Мы идем от базарной мечети узкими, забитыми народом переходами к переулку Багеильчи (Посольский сад), где сто пятьдесят лет назад находилась российская миссия. Идем не спеша, спрашиваем торговцев, как найти переулок, пытаемся осторожно выяснить — помнит ли базар события тех давних дней. В ответ вежливые улыбки — нет, такого не упомним; если что-то и было, то, видимо, очень давно; здесь торговал и мой отец, и мой дед, и прадед, но ни о чем подобном не слышал. Да, эту историю забыли.
Не потому ли и мы ее помним, что Грибоедов был великим поэтом, а не просто дипломатом? Для персов же он был чужестранцем, бесцеремонно вмешивавшимся в мусульманские дела, приютившим беглецов из шахского дворца и входившим на аудиенцию к шаху, не сняв калош.
Вот и Багеильчи. Переулок широк, не разделен на проезжую и пешеходную часть, ни следа асфальта — первозданная утоптанная дорога, пыльная в сухую погоду и грязная в дождь. Стоят по переулку могучие чинары. Стволы их неохватны, узловаты, вершины подсыхают, они единственные оставшиеся в живых свидетели той давней кровавой трагедии. По обе стороны переулка высокие, сложенные из сырого кирпича стены без единого окошка. В стенах прочные, старинной работы, деревянные, пересеченные поржавевшими железными полосами ворота. Над воротами кованые фонари. Когда-то в них горели тусклые масляные светильники, затем свечи, а теперь электрические лампочки — и неряшливо ползут по стене скрученные провода. Жизнь идет за стенами, мусульмане не любят посторонних глаз. В давние времена, когда муэдзины забирались на минарет и оттуда призывали правоверных к молитве, предпочтение отдавалось слепым муэдзинам, чтобы не могли они сверху заглядывать в чужие дворы.
В переулке ни души, приглушенно доносятся городские шумы, будто и нет рядом оживленного, крикливого, вечно возбужденного базара.
Сто пятьдесят лет тому назад толпа хлынула оттуда, от базарной мечети, окружила со всех сторон здание российской миссии (оно, судя по всему, не принадлежало России, а любезно предоставлялось во временное пользование шахским правительством), полезла на стены…
Страшен рев толпы, окружившей твой дом, бьющей бревнами в кованые ворота, бросающей камни, страшны бессмысленные яростные лица, неразборчивые крики.
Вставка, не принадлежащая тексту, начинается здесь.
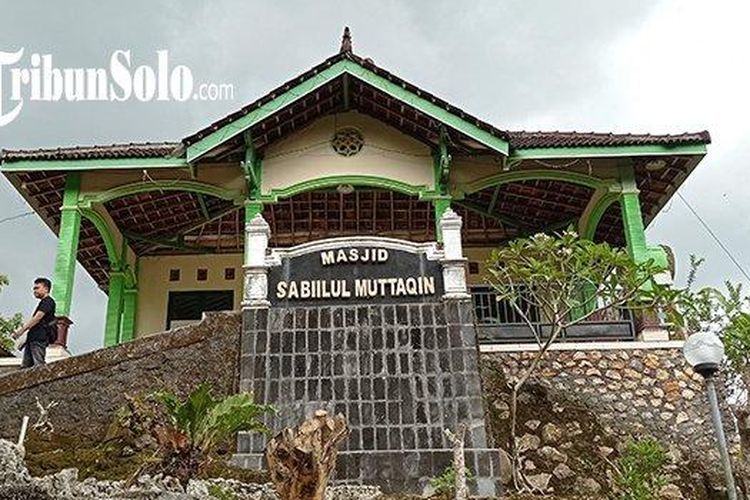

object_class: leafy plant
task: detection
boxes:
[488,230,681,491]
[0,274,23,351]
[615,438,669,500]
[208,484,239,500]
[118,383,275,484]
[430,466,474,499]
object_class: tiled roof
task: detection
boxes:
[0,142,180,161]
[0,49,711,162]
[507,130,711,149]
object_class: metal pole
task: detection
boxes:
[706,375,737,500]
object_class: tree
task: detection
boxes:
[0,274,23,351]
[119,383,275,485]
[488,230,678,491]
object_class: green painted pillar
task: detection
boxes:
[104,270,125,347]
[245,200,263,222]
[620,166,648,262]
[52,173,81,317]
[432,196,451,241]
[120,288,138,343]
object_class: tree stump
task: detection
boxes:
[266,410,349,500]
[443,424,469,500]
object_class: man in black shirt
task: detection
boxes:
[14,278,57,368]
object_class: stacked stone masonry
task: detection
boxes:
[236,301,506,494]
[481,344,738,499]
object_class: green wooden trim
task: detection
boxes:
[257,175,428,203]
[79,180,245,206]
[81,208,124,269]
[456,169,614,195]
[187,60,508,163]
[454,200,530,229]
[432,127,452,195]
[509,144,707,161]
[120,288,138,343]
[242,130,263,198]
[245,200,263,223]
[104,270,125,347]
[620,165,648,262]
[52,173,81,316]
[0,158,188,172]
[581,193,620,240]
[432,196,451,241]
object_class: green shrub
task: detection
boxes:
[615,438,669,500]
[117,383,275,484]
[208,484,238,500]
[430,466,474,498]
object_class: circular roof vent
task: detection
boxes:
[331,127,365,156]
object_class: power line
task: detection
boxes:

Вот крики слились в одно все громче и громче звучащее слово — «марг». Смерть!
Мог ли Грибоедов выйти к толпе, урезонить ее строгими и взвешенными словами, воззвать к ее разуму, страху или милосердию? Может быть, следовало не стрелять в нападающих, а закрыться наглухо в доме, завалить двери и окна, молиться и ждать, что власти придут на помощь, вслушиваться, не раздастся ли средь дикого воя цоканье копыт шахской конницы, спешащей на выручку?